I don't want to be medssing about with converters.
Can anyone explain the noise problem ? It seems to be an issue with most 8 mp cameras, why is not with the 7 mp G6, and not with the 9 mp fuji?
coldrain
10-01-2005, 02:23 AM
Can anyone explain the noise problem ? It seems to be an issue with most 8 mp cameras, why is not with the 7 mp G6, and not with the 9 mp fuji?
Sensor elements need a certain amount of light to give accurate results. The less light they get, the more "noisy" results can be (meaning you get with more pixels results that are not correct, making colours and brightness uneven).
Some sensor designs and models are more noisy than others, it depends on a lot of things, including who fabricated and designed them.
The 8mp sensors pack more elements on the same space, the elements are smaller and therefor get less light. They tend to be the noisiest sensors, the 6 and 7mp ones often used seem to be of better design than the current compact camera 8mp ones.
Fuji has a new sensor range with a neat trick, in stead of one element per pixel, they put 2 per pixel on there, of different sizes. Even though the elements get less light, there are two, with different sensitivity.

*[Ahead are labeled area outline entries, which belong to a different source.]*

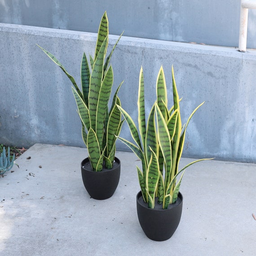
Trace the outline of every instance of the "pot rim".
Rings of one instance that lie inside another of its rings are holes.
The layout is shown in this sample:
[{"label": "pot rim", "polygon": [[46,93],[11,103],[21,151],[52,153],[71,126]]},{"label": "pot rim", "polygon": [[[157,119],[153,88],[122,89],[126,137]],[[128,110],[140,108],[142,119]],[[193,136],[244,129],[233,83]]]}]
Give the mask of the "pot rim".
[{"label": "pot rim", "polygon": [[142,206],[143,207],[145,207],[145,208],[147,208],[147,209],[148,209],[149,211],[159,211],[159,212],[161,212],[162,211],[168,211],[168,210],[172,210],[173,209],[175,209],[175,208],[176,208],[177,207],[178,207],[179,206],[179,205],[182,203],[183,201],[183,196],[182,195],[182,194],[179,191],[179,194],[178,194],[178,197],[180,198],[180,199],[181,199],[181,202],[179,203],[177,203],[176,205],[174,205],[174,204],[175,204],[175,203],[176,203],[176,202],[175,202],[174,203],[172,203],[171,204],[169,204],[169,206],[168,206],[168,207],[169,207],[170,206],[171,207],[170,208],[168,208],[167,209],[156,209],[155,208],[148,208],[148,207],[147,207],[147,204],[146,203],[145,203],[144,202],[144,200],[143,200],[143,202],[144,203],[144,204],[142,204],[142,203],[141,203],[139,201],[139,197],[142,197],[142,192],[141,192],[141,190],[140,190],[139,191],[139,192],[138,192],[138,193],[137,194],[137,195],[136,195],[136,200],[137,201],[137,203],[140,204],[140,205],[141,205],[141,206]]}]

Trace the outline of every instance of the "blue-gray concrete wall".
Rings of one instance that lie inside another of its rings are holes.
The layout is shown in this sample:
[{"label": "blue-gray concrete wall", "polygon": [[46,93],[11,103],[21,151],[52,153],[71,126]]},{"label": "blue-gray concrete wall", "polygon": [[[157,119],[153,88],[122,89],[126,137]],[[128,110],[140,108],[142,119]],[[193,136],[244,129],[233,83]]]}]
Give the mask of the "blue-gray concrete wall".
[{"label": "blue-gray concrete wall", "polygon": [[[105,10],[110,33],[238,47],[240,0],[1,0],[0,22],[97,33]],[[256,48],[256,10],[247,48]]]},{"label": "blue-gray concrete wall", "polygon": [[[94,53],[97,35],[0,24],[0,142],[84,146],[71,83],[36,44],[54,54],[79,83],[83,52]],[[110,36],[110,45],[117,37]],[[169,89],[174,65],[183,123],[205,101],[190,123],[184,156],[256,162],[255,50],[124,36],[112,64],[114,88],[124,79],[119,96],[135,121],[141,65],[147,113],[162,64]],[[121,135],[131,139],[125,124]],[[117,148],[128,150],[120,143]]]}]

By adding the results of both elements they get a much bigger dynamic range and equal out the less accurate results quite effectively.
The 9mp sensor of Fuji seems therefor to perform much better than the very noisy sensor of the Panasonic FZ30. The 5 and 6mp sensors on the same fuji sensor range perform better than their competitors, where noise is concerned.